So this month I have decided to embark on the crazy decision that I usually only make in November, a month of complete sobriety aka “Dry Jan”. I am not going to lie, for some reason doing this in January has been darn difficult! And let’s get real, I am no alcoholic; even though the way I go about it sometimes you would most likely think I am! I have also been told that when I am out and sober I tend to act just “as drunk” as the drunk people around me. This is called having fun, for all those who don’t know… You do not need to have a drink to be a fun person, nor to have a fun time.
I am over “Dry Jan” like a hole in the head. I want to be able to go to a braai and enjoy a couple of ice cold Savannas, I want to be able to arrange to meet up with a friend for after work drinks or a Saturday lunch and ease down to a glass or two of wine. Flip, maybe even a bottle! 🙂
This weekend, I may be going to a braai on Saturday and perhaps even Park Acoustics on Sunday. I am not sure yet, but I am also annoyed because of this restriction I have put in place for myself.

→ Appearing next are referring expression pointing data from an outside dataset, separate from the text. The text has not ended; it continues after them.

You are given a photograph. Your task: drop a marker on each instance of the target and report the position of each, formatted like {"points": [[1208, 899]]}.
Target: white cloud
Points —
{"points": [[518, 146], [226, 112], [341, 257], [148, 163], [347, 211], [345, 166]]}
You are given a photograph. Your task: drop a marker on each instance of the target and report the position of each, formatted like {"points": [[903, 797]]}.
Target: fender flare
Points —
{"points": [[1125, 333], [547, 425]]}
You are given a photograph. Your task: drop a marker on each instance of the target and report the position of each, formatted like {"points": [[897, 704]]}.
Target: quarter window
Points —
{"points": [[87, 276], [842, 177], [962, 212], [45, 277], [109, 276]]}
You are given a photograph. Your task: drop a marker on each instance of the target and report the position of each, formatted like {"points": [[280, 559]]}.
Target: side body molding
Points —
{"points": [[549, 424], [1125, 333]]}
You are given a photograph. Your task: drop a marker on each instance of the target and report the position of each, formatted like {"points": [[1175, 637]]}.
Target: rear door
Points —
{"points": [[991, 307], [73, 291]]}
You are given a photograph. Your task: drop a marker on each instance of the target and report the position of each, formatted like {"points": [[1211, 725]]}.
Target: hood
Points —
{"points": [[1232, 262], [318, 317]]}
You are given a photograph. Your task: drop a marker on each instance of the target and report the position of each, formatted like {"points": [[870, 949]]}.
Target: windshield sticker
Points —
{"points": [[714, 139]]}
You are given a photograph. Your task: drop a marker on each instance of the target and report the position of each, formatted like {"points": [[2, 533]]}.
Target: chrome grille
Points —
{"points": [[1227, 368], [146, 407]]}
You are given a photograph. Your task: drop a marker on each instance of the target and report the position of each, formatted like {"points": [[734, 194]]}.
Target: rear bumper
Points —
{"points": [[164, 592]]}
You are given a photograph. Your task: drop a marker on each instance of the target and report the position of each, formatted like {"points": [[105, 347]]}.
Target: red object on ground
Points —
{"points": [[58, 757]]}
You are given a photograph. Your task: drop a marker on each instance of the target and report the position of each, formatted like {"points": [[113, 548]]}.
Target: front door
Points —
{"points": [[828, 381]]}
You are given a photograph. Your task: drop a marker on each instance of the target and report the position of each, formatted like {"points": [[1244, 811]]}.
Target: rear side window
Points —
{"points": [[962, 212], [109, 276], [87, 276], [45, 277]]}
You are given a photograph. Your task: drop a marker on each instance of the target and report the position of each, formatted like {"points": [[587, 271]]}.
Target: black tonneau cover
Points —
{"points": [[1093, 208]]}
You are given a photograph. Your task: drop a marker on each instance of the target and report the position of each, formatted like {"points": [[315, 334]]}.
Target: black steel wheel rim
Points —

It’s already the 23rd day of the month and I have come this far and not had even a sip of alcohol to drink, in my books that’s pretty impressive. So I am in two minds about the whole thing, “wow, 23 days is great and that’s already proof right there that I have the strength to not drink.” also “I’ve already done 23 days and have come so far, what’s waiting another 8 days going to do?”
The main reason that I usually/or have stopped drinking in the month of November in the past has to become fit for the 94.7 cycle challenge, and I normally stop drinking until the race which is around the 17th of the month and then I have a drink after that. So not even a full month anyway.
I am fit and I am healthy at the moment. Possibly the healthiest I have been since I left Matric.
I’ve also figured out why this is bugging me so much, I have made a commitment to myself, “to not drink for a month” and once I make a commitment to something I stick to it. So there you have it, 8 days more of not a drop of booze to drink I guess it is!